Soas, University of London

One hump or two? Make that four

Two camels were the star attractions at a two-day conference in London dedicated to the desert mammal. The Bactrian camels, Thérèse and Temujin, were brought to the Bloomsbury campus of Soas, University of London on 29 April as part of the event about the “ships of the desert”. Papers presented at the event included a historical account of the camel’s role in ancient Roman civilisation, a review of husbandry methods and an analysis of how camel milk can be used to help people with diabetes or allergies.

The Open University

Clear outlook for cloud

Smaller businesses are increasingly turning to “cloud-based” service providers to run back-office functions such as invoicing and customer relationship management, a report has found. The Quarterly Survey of Small Business in Britain, produced by The Open University Business School, examines the use of mobile- and web-based services and has found that about 21 per cent of respondents are now using such providers to run back-office services, compared with 8 per cent two years ago. It also says that just over half of respondents (56 per cent) do business using only personal computers or laptops with no mobile internet access, while a small minority of firms (2 per cent) rely exclusively on smartphones and tablet computers.

University of Sheffield

Stay in bed and pay us a visit

A university department is offering a “virtual open day” for potential students. The University of Sheffield’s department of physics and astronomy is using high-definition internal Google Street View images to allow browsers to explore its buildings, and will also offer live web chats with academics and existing students. Paul White, Sheffield’s pro vice-chancellor for learning and teaching, said that virtual open days would run alongside standard ones and would “allow more people than ever before to experience the university, as well as allowing them to revisit the campus as often as they like”.
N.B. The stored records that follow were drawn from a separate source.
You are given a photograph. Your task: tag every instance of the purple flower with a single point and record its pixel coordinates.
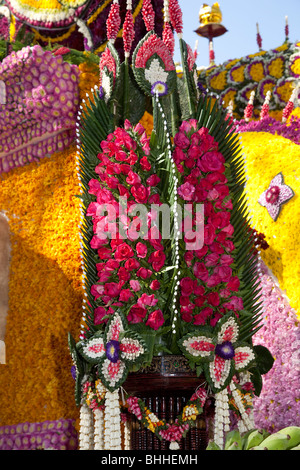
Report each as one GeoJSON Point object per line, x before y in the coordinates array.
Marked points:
{"type": "Point", "coordinates": [112, 350]}
{"type": "Point", "coordinates": [275, 195]}
{"type": "Point", "coordinates": [160, 88]}
{"type": "Point", "coordinates": [225, 350]}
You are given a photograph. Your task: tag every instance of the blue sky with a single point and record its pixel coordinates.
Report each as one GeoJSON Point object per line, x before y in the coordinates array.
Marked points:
{"type": "Point", "coordinates": [240, 18]}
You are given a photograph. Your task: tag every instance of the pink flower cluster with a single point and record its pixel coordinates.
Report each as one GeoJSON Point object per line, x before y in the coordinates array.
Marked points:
{"type": "Point", "coordinates": [113, 22]}
{"type": "Point", "coordinates": [174, 432]}
{"type": "Point", "coordinates": [151, 46]}
{"type": "Point", "coordinates": [210, 287]}
{"type": "Point", "coordinates": [130, 251]}
{"type": "Point", "coordinates": [148, 15]}
{"type": "Point", "coordinates": [134, 407]}
{"type": "Point", "coordinates": [38, 106]}
{"type": "Point", "coordinates": [278, 405]}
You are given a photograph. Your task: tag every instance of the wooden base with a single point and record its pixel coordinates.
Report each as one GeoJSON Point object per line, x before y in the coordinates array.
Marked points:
{"type": "Point", "coordinates": [166, 387]}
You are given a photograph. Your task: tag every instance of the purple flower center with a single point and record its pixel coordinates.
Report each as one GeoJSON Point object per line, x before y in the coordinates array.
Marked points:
{"type": "Point", "coordinates": [272, 194]}
{"type": "Point", "coordinates": [225, 350]}
{"type": "Point", "coordinates": [112, 350]}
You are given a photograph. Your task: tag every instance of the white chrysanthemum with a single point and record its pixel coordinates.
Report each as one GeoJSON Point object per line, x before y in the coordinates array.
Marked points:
{"type": "Point", "coordinates": [155, 73]}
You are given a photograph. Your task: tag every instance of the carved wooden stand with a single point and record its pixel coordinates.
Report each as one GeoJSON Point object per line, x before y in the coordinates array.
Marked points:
{"type": "Point", "coordinates": [165, 387]}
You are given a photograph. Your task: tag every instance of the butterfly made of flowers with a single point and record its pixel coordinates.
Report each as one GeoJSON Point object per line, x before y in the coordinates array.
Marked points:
{"type": "Point", "coordinates": [113, 351]}
{"type": "Point", "coordinates": [219, 352]}
{"type": "Point", "coordinates": [277, 194]}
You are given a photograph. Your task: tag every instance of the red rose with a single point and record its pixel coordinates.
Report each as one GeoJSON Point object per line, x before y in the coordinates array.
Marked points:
{"type": "Point", "coordinates": [199, 300]}
{"type": "Point", "coordinates": [153, 180]}
{"type": "Point", "coordinates": [123, 251]}
{"type": "Point", "coordinates": [147, 300]}
{"type": "Point", "coordinates": [112, 289]}
{"type": "Point", "coordinates": [213, 299]}
{"type": "Point", "coordinates": [125, 295]}
{"type": "Point", "coordinates": [186, 316]}
{"type": "Point", "coordinates": [141, 250]}
{"type": "Point", "coordinates": [181, 140]}
{"type": "Point", "coordinates": [226, 260]}
{"type": "Point", "coordinates": [186, 191]}
{"type": "Point", "coordinates": [136, 314]}
{"type": "Point", "coordinates": [209, 234]}
{"type": "Point", "coordinates": [200, 271]}
{"type": "Point", "coordinates": [144, 273]}
{"type": "Point", "coordinates": [211, 259]}
{"type": "Point", "coordinates": [201, 317]}
{"type": "Point", "coordinates": [213, 280]}
{"type": "Point", "coordinates": [99, 314]}
{"type": "Point", "coordinates": [123, 274]}
{"type": "Point", "coordinates": [211, 161]}
{"type": "Point", "coordinates": [135, 285]}
{"type": "Point", "coordinates": [131, 264]}
{"type": "Point", "coordinates": [104, 253]}
{"type": "Point", "coordinates": [234, 303]}
{"type": "Point", "coordinates": [146, 166]}
{"type": "Point", "coordinates": [157, 259]}
{"type": "Point", "coordinates": [224, 272]}
{"type": "Point", "coordinates": [155, 319]}
{"type": "Point", "coordinates": [233, 284]}
{"type": "Point", "coordinates": [133, 178]}
{"type": "Point", "coordinates": [187, 286]}
{"type": "Point", "coordinates": [140, 193]}
{"type": "Point", "coordinates": [155, 285]}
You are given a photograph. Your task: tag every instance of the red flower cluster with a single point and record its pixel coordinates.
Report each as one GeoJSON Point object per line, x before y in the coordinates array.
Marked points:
{"type": "Point", "coordinates": [129, 249]}
{"type": "Point", "coordinates": [210, 289]}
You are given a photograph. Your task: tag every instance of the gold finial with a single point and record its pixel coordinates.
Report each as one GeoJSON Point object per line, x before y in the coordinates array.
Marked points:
{"type": "Point", "coordinates": [208, 15]}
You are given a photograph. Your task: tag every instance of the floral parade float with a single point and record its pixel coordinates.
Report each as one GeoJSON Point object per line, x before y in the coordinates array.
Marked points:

University of Bedfordshire

Kindness of strangers

A team of university students successfully made their way from Luton to southern Spain without spending a penny on travel. The University of Bedfordshire team, known as The Idiots Abroad, won the Bedfordshire Students’ Union Jailbreak competition - which challenges students to travel as far as possible on the kindness of strangers - by clocking up 1,439 miles and reaching Malaga. Dressed as pharaohs, ancient Greeks and sultans, the four intrepid travellers first persuaded a local rail operator to give them free tickets to London before a businessman contacted them via Facebook and offered to buy them return flights to Reus, Catalonia. There, a group of men on a stag-do paid for a hire car, which the Idiots used to drive to Malaga. The nine teams that took part in the challenge so far have raised £1,826 for charity.

University of Leicester

Breaking old ground

The archaeologists who discovered the remains of Richard III earlier this year have applied for permission to extend their excavation of the site. The University of Leicester scholars hope to exhume a 600-year-old stone coffin they found close to the Plantagenet king’s remains in what used to be church grounds. The coffin, which may contain the remains of a medieval knight called Sir William Moton, is located under a former school that will be converted into a Richard III heritage centre to coincide with the king’s planned reinterment at Leicester Cathedral next year.

University of Salford

Measure for green measures

Providing scientific data on the effectiveness of green household measures such as insulation, new boilers and glazing will be the focus of research. The University of Salford study will look at households in Greater Manchester that are part of the Department of Energy and Climate Change’s core cities programme. Will Swan, senior lecturer in buildings retrofit and a member of Salford’s Energy Hub, said: “If we are to effectively understand what difference sustainable [retrofitting] is going to make to people’s bills and their quality of life, we need to establish the evidence base that will help inform those decisions.”